Of the proceeds raised, MineralFields Group purchased C$1.5 million of the flow-through units.

"We are very pleased to be entering into this relationship with MineralFields Group and we look forward to working with MineralFields Group as we continue to develop our Thierry Property," said Norman Brewster, president and CEO, in a press release.

The company did not return calls seeking further comment.

Proceeds will be used for exploration and working capital.

Cadillac's equity (TSX Venture: CDC) dipped a cent, or 2.33%, to C$0.21. Market capitalization is C$12.8 million.

Cadillac Ventures is a Toronto-based mining company.

Stealth seeks C$3 million

Stealth Ventures said it would conduct a C$3 million non-brokered private placement of units in a press release.

The Calgary, Alta.-based oil and gas company will sell 30 million units at C$0.10 each. The units will contain one common share and one half-share warrant.

Whole warrants are exercisable at C$0.25 for two years. The exercise price is a 127% premium to the stock's C$0.11 closing price as of June 16.

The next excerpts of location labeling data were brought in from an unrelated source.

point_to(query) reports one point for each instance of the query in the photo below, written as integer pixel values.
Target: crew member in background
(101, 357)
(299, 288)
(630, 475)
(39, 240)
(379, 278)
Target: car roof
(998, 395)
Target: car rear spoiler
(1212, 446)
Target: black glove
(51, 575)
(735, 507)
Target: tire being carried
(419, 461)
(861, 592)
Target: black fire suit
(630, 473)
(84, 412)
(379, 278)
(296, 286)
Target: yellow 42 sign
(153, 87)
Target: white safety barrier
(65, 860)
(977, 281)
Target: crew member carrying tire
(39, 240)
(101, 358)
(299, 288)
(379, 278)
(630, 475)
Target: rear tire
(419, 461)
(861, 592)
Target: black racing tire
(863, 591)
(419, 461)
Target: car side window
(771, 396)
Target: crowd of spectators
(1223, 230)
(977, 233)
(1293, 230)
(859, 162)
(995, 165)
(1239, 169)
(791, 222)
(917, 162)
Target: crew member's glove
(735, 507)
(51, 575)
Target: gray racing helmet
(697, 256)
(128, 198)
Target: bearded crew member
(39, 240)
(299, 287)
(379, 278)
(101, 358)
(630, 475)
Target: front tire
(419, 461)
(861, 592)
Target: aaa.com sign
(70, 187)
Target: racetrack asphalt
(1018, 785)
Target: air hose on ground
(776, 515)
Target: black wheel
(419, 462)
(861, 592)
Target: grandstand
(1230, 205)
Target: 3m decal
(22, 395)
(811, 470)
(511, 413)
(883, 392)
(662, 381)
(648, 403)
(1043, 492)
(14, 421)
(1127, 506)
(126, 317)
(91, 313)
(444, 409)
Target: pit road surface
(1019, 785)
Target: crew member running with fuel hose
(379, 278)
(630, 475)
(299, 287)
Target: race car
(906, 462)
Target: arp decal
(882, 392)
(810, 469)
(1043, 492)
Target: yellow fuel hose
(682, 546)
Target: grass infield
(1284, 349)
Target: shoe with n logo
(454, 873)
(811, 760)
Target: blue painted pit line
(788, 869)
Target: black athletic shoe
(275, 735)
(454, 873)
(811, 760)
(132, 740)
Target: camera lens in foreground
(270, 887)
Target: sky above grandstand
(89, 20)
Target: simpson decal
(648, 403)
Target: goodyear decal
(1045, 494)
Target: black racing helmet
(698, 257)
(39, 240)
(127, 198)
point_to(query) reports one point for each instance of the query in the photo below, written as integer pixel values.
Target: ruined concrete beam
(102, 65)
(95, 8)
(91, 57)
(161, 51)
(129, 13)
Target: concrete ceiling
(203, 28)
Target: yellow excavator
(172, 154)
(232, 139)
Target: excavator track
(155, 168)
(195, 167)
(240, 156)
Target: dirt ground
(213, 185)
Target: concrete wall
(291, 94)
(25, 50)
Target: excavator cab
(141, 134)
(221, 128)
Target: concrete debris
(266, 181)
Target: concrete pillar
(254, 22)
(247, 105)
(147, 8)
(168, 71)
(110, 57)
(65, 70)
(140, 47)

Proceeds will be used for working capital, including the evaluation of emerging unconventional resource plays and opportunities in India.

Calls seeking comment were not returned Thursday.

Stealth's stock (TSX Venture: SLV) fell a cent, or 9.09%, to C$0.10. Market capitalization is C$9.95 million.

Neptune nixes financing

Laval, Quebec-based Neptune Technologies & Bioressources canceled a previously announced private placement.

The deal originally came May 4.

"After being solicited by Paradigm Capital Inc. Neptune decided, while market conditions were favorable, to raise money through a brokered private placement in order to increase its treasury," the company said in a press release. "However, considering current market conditions and Neptune stock performance, Neptune has decided not to proceed with the private placement."

"We have sufficient liquidity on hand, close to C$3 million, along with sustainable positive nutraceutical operational results, to conduct our strategic business plan in both nutraceutical and pharmaceutical segments," added Andre Godin, vice president of administration and finance, in the release. "Moreover, business partnerships should translate into additional support for further strategic development projects."

Neptune's shares (TSX Venture: NTB) gained 18 cents, or 13.33%, to C$0.18. Market capitalization is C$58.5 million.

Neptune Technologies is a developer of nutritional products from marine biomasses.